Краска жидкая оказалась – тут потеки сделались, а там коза боками стерла, и все равно мне такая комната милее. Долго придумать не могла, что бы такое для себя нарисовать. В комнате, где кровать моя стоит, нарисовала я небо голубое, а по нему звезды, но пришлось все заново переделывать – звезды-то не высохли, потекли. Сделала я из звездочек цветы, к растекшимся стебелькам листья пририсовала – чем не палисадник.
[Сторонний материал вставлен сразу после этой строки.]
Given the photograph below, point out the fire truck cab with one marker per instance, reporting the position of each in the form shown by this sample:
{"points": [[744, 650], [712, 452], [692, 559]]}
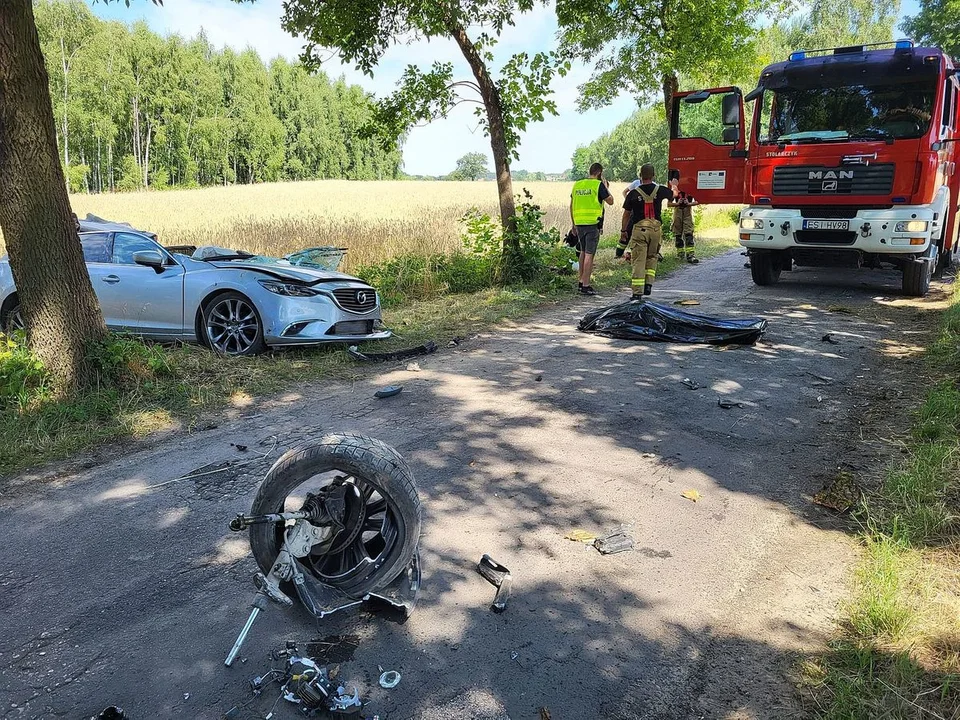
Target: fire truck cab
{"points": [[851, 160]]}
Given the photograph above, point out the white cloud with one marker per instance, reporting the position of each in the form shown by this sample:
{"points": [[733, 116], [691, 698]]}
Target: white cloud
{"points": [[430, 150]]}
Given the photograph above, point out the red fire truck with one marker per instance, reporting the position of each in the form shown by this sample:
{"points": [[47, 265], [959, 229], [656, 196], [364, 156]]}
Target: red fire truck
{"points": [[851, 160]]}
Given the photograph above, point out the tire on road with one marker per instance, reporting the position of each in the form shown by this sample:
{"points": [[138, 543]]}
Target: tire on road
{"points": [[764, 267], [366, 459]]}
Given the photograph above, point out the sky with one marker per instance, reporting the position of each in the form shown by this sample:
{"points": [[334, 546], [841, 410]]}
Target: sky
{"points": [[434, 148]]}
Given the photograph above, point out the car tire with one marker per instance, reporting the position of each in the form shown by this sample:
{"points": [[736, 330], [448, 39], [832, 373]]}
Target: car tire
{"points": [[232, 326], [377, 469], [916, 277], [764, 268]]}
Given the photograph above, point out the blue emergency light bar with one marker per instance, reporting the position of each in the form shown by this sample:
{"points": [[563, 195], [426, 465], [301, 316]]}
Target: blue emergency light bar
{"points": [[898, 46]]}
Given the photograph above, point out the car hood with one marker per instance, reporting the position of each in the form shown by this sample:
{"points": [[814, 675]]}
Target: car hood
{"points": [[285, 271]]}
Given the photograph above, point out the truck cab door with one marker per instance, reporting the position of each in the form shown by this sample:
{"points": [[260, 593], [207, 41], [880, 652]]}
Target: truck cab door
{"points": [[707, 145]]}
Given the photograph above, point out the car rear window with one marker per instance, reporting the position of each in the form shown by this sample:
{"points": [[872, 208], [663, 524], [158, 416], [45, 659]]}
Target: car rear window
{"points": [[97, 247]]}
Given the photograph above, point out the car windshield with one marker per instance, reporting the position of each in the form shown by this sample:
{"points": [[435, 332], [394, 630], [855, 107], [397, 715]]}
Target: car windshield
{"points": [[849, 112]]}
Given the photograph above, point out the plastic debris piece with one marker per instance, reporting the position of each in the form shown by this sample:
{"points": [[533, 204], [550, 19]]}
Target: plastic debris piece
{"points": [[389, 679], [645, 320], [425, 349], [388, 391], [580, 536], [727, 404], [692, 495], [112, 713]]}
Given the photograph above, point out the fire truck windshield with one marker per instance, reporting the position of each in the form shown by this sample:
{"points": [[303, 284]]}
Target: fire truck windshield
{"points": [[850, 112]]}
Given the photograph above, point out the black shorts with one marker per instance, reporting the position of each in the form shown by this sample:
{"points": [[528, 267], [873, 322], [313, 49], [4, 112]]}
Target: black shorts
{"points": [[589, 236]]}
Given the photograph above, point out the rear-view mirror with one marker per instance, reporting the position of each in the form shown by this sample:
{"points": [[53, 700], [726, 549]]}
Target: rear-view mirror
{"points": [[731, 109], [696, 97], [149, 258]]}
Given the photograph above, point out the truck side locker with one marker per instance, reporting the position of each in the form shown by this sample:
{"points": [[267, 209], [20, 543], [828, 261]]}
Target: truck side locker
{"points": [[708, 145]]}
А из лоскутков материи навыстригала бабочек – обыкновенных и диковинных… На другой стенке озеро у меня разлилось, вода в нем прозрачная-прозрачная… Рыбы в него напустила, водорослей насажала, а в самой глубине поместила нашу бывшую деревню, которая осела в памяти, словно на дно…

Комната от этого мне еще больше нравиться стала. Но, видно, желаниям человека нет предела. Чистую половину задумала я расписать на особый лад. И спохватилась: красок не хватит! А выполнить задуманное так хочется – ночами не сплю. Нашла все-таки выход: разложила на столе, на лавке тряпочки-лоскутки, – как понадобится, выберу нужный и сложу из этих обрывков всю свою жизнь. А коли клея древесного не хватит, в магазине докуплю.
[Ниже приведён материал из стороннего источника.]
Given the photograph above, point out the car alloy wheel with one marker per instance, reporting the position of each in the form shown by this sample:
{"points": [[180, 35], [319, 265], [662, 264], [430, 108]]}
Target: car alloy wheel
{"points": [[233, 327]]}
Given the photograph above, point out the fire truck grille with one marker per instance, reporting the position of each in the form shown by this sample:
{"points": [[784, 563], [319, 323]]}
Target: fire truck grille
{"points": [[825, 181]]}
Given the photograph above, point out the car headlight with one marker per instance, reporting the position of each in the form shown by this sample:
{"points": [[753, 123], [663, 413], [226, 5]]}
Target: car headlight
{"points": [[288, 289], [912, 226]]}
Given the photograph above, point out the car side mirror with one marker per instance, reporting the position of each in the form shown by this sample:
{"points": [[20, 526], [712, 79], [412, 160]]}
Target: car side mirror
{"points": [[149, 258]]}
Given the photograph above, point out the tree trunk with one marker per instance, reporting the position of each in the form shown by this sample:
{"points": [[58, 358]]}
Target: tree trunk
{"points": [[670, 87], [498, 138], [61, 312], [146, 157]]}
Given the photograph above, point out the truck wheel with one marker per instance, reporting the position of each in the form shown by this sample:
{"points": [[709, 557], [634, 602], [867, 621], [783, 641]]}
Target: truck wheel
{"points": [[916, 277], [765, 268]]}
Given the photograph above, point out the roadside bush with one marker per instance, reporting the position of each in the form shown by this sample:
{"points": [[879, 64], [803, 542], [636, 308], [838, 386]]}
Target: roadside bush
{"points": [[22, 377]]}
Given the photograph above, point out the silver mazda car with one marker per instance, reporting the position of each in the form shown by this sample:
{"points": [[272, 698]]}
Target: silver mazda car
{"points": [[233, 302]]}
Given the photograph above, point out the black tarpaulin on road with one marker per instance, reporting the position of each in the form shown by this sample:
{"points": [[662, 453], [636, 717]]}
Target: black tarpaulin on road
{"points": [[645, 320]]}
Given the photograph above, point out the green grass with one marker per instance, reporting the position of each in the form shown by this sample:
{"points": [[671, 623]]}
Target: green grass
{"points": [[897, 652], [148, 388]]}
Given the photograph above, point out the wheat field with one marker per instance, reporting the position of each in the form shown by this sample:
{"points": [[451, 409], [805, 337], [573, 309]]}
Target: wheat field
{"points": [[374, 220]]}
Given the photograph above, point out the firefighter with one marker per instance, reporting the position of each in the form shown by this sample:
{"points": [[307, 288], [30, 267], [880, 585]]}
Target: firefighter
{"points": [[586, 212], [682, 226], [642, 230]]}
Начала я с того вечера, когда Винцас меня впервые во льну поцеловал…

Солнышко уже за тучу прячется, пташки по деревьям на ночь рассаживаются, лен только сейчас раскрылся, так и светится! Что ни цветок, то лоскуток от моей косынки голубой. Повстречал зайчишка на краю поля ежа, а Винцялис – меня. Что же дальше будет?..

А дальше – и того лучше. Свадьбу свою кромсала, лепила и разукрашивала месяц напролет. К молодой, понимай, ко мне, лезет с поцелуями подвыпивший Иуда Фертел. Гости, раззявившись всяк на свой манер, горланят песню про музыканта, а тот успел наклюкаться и спит, уткнувшись носом в мехи гармоники. Так я про это и написала внизу, под столом:

Музыкантов на куски кошки разодрали,
Мыши с голоду-тоски в норы их стаскали…

На третьей полосе кумовья везут Реночку крестить, а впереди по дороге ползут танки, орудия, шагают солдаты… Кони взбрыкивают, крестная завернутое и лентами перевязанное дитя к груди прижимает, а вдалеке, за белокаменным костелом, черные клубы дыма, яркие языки пламени…
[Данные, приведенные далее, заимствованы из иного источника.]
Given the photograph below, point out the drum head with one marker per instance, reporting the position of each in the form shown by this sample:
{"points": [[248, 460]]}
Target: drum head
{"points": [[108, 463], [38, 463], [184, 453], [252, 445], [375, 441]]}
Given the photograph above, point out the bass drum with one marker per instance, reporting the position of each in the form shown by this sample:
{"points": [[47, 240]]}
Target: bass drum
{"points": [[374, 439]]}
Подхватила меня моя задумка, совсем как ребенка на руки берут, а я и рада. Про еду, про сон позабыла и все равно довольна. Только бы не мешали мне, не лезли, уму-разуму не учили.

Однажды, когда я еще одна, без козы, в избе жила, написала письмо Ирене про беду, что тут приключилась, ей поведала, а нынче муж ее, Римтас Эйбутис, примчался. Думала, распекать меня станет, зачем козу в дом пустила, стены размалевала, но не угадала – понравились ему мои рисунки. Растрогался даже, поцеловал меня. И осмелела я:

– Чего же ты, говорю, Ирену с детишками не прихватил? Хотя, по правде говоря, побаиваюсь я теперь дочек своих – иди знай, у которой из них сердце шерстью обросло…

Оказалось, болеет его Ирена. По женской части что-то… Зато летом всем гамузом приедут.

– Ты пока воздержись рисовать, – сказал зять, – я в Вильнюс смотаюсь, хороших красок тебе куплю. А за деньги не достану, из-под земли выкопаю.

Столько понавез он мне тогда тюбиков, кисточек да бутылочек, что я не на шутку перепугалась. Покуда я тряпки кромсала, с меня и взятки были гладки, а тут – виданное ли дело – этакое добро даром переводить!.. А на прощанье зять еще раз меня огорошил:

– Я в Вильнюсе растрезвонил про твои чудеса, так что, если кто нагрянет, не удивляйся…

И так я разволновалась от этих слов, что вместо «спасибо» брякнула:

– Уж лучше бы ты, Римтас, вовсе тут не появлялся. Ничего мне не нужно – ни посетителей, ни красок твоих.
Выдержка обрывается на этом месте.